La Réception du Compagnon en vue de son élévation à la Maîtrise suit ce lever de rideau. Au sortir d’une chambre de réflexion dans la pénombre, le Compagnon entre à reculons, fixant l’Etoile Flamboyante. « C’est avec les lumières du passé qu’on se dirige dans l’obscurité de l’Avenir ». Impression d’un déjà vécu. Que sont ces lumières du passé ? Les connaissances acquises dans mon état antérieur ? Des étoiles mortes dont la lumière nous parvient enfin ? Pour l’instant, le récipiendaire est dos à l’Orient. Paradoxalement, cela serait l’Avenir obscur qu’on lui prédit ? Comme dans un repli du temps, la vie aurait-elle donc rejoint la mort ? Orphée s’est retourné, malgré l’interdiction, et il a vu Eurydice régresser vers ces Enfers  dont l’avait tirée le charme d’une lyre.

Les Mages qui marchaient à l’étoile ont découvert une crèche. Le Compagnon fait maintenant face à un cercueil au pied d’un Orient voilé de noir. La nuit est revenue dans le Temple. Quelques années auparavant, à peine plus dévêtu qu’aujourd’hui, j’étais conduit vers l’autel. Je sens à nouveau la piqûre du compas sur mon sein. L’Etoile s’est éteinte, qui devait me guider. Quand ranimeront-ils les étoiles ?

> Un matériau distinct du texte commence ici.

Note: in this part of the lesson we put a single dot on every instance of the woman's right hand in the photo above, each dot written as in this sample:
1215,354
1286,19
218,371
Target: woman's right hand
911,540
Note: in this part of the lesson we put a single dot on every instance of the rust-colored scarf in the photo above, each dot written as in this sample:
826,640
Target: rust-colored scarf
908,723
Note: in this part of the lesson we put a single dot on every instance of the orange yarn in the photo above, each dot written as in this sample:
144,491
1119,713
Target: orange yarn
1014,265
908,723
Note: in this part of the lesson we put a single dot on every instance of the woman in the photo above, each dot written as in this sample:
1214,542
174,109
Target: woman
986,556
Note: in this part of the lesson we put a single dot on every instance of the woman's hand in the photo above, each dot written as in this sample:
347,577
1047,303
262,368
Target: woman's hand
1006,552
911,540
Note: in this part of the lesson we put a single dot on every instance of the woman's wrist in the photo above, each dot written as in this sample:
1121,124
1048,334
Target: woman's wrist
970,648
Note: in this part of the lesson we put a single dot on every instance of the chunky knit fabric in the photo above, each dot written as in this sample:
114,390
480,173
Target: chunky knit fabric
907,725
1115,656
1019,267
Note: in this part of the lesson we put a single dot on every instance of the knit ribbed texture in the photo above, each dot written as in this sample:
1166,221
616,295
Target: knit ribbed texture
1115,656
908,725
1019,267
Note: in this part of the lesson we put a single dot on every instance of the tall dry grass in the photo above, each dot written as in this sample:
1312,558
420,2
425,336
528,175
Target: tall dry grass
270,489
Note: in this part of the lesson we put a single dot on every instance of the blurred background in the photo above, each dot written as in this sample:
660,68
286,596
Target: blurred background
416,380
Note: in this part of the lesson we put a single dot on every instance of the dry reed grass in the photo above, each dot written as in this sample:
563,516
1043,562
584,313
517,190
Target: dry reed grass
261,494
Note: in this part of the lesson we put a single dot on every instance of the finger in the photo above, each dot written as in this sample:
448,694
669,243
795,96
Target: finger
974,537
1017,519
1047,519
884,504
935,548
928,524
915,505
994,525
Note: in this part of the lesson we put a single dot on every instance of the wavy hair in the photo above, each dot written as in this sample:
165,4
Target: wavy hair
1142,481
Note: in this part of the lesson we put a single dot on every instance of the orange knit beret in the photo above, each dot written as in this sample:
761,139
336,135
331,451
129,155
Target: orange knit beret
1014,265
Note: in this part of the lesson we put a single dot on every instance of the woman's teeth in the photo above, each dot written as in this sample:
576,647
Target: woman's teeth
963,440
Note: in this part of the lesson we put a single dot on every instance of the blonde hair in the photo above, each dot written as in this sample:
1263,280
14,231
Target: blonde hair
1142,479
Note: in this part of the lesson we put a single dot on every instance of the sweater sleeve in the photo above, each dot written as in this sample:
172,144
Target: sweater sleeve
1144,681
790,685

A nouveau trois voyages, et les outils détournés de leur rôle symbolique deviennent des armes, et le voilà couché dans le cercueil de Maître Hiram. Mort à nouveau au monde profane. Il entend autour de lui les pas lourds de ceux qui cherchent la dépouille mortelle du disparu ; ils savent bien, car ils ont trouvé les armes du crime, que le Maître n’est plus, et qui l’a tué. La fosse est découverte grâce à un jeune Acacia, arbre pérenne, préfiguration de la renaissance. La mort a engendré cette vie.

Les proches identifient le cadavre, les légistes établissent les causes de la mort, la décomposition a commencé, rendant l’exhumation difficile. « Tout se désunit ». Par une heureuse collaboration et la technique des Cinq Points que j’apprendrais tout à l’heure,  ils sont parvenus à me relever.  « Les vivants et les mortsaffranchis d’une mort symbolique, se rejoignent » pour acclamer celui qui renaît en la personne du T\C\F\ N… Hosannah ! Alléluia !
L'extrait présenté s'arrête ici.